Although, as an alternative approach, the use of BAC transgenic reporter mice (e.g., Ebf2-EGFP, Chowdhury et al. 2010, and CXCR4-EGFP, Anstötz et al. 2014, 2016) may allow an easy appreciation of the typical “tadpole-like” neuronal morphology of Cajal–Retzius cells, this technique also suffers from the unverified assumption that the specific promoters that drive the expression of the reporter molecules are not developmentally modulated. In order to avoid these potential caveats, we decided to take advantage of Cre-loxP recombination (Nagy 2000). Specifically, we used 2 mouse lines that express Cre recombinase under the control of the Wnt3a and PDE1c genes, which are both active at embryonic stages in Cajal–Retzius cells (Osheroff and Hatten 2009; Gil-Sanz et al. 2013), and crossed them with reporter tdTomato floxed animals (Ai9, see Materials and Methods). Henceforth, we will refer in the text and in the figures to the resulting tdTomato-expressing animals either as Wnt3a or PDE1c, respectively. In both cases, as shown in Figure 1, hippocampal Cajal–Retzius cells could be identified both by their typical tadpole-like morphology and by their location in the molecular layers (stratum lacunosum-moleculare of the hippocampus proper and the outer molecular layer of the dentate gyrus). Non-Cajal–Retzius cells were also occasionally labeled (as previously reported in Quattrocolo and Maccaferri 2014), but could be easily distinguished both by their location outside the molecular layers and by their obvious non-Cajal–Retzius cell-like appearance.

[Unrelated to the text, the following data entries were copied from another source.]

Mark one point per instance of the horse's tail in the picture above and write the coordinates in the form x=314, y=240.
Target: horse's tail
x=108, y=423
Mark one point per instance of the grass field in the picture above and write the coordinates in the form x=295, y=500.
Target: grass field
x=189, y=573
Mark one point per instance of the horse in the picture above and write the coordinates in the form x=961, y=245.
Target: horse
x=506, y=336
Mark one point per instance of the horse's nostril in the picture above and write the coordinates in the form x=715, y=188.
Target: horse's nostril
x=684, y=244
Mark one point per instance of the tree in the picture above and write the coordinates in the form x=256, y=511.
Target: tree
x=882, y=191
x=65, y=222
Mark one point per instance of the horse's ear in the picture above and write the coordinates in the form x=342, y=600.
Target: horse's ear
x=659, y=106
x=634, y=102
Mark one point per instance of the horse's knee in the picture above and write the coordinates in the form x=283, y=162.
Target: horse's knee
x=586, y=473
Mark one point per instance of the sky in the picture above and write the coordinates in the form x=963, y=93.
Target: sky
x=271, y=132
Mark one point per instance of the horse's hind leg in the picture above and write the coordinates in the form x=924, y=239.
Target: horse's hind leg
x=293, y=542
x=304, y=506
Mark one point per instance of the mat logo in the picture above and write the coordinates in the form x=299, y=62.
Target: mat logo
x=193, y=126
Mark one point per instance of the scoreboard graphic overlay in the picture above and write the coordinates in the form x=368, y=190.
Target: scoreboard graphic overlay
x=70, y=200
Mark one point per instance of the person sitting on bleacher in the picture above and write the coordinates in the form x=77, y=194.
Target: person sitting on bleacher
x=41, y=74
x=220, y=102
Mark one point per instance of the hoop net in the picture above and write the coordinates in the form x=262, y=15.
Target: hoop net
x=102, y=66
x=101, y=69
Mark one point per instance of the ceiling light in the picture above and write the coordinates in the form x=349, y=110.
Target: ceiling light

In both Wnt3a and PDE1c mouse lines, labeled Cajal–Retzius cells expressed reelin and calretinin, as expected (Fig. 2). We found reelin immunoreactivity in 100% of tdTomato-expressing neurons of the molecular layers of both Wnt3a (n = 211 cells, P36) and PDE1c mice (n = 144 cells, P36), whereas calretinin was expressed in the majority, but not in all tdTomato-positive cells (89% in Wnt3a and 92% in PDE1c mice, respectively). This latter finding is consistent with reports that not all Cajal–Retzius cells express calretinin (Bielle et al. 2005). In addition, as previously mentioned, neither reelin nor calretinin staining was exclusive for Cajal–Retzius cells, as these molecular markers were also found in mossy cells and interneurons (Fig. 2). In fact, calretinin-immunoreactivity in the absence of tdTomato labeling was observed consistently at the level of axonal arborizations in the inner molecular layer (and in the cell bodies of putative hilar mossy cells originating these axons), but extremely rarely in neurons with somata located in the molecular layers (Wnt3a mouse: 0% out of a total of 187 cells, and PDE1c mouse: 2% out of a total of 118 cells). However, we could also find a substantial minority of reelin-immunoreactive cells that were not labeled by tdTomato, (Fig. 2, Wnt3a mouse: 18% out of a total of n = 258 cells, PDE1c mouse: 20% out of a total of 181 cells). These cells are likely to be reelin-expressing neurogliaform interneurons (Fuentealba et al. 2010), which are abundant in the hippocampal molecular layers (see recent review by Overstreet-Wadiche and McBain 2015). Lastly, No changes in the pattern of immunostaining were revealed when the same procedures were applied to slices obtained from either Wnt3a or PDE1c mice of the same age (P36) exposed to enriched conditions (data not shown).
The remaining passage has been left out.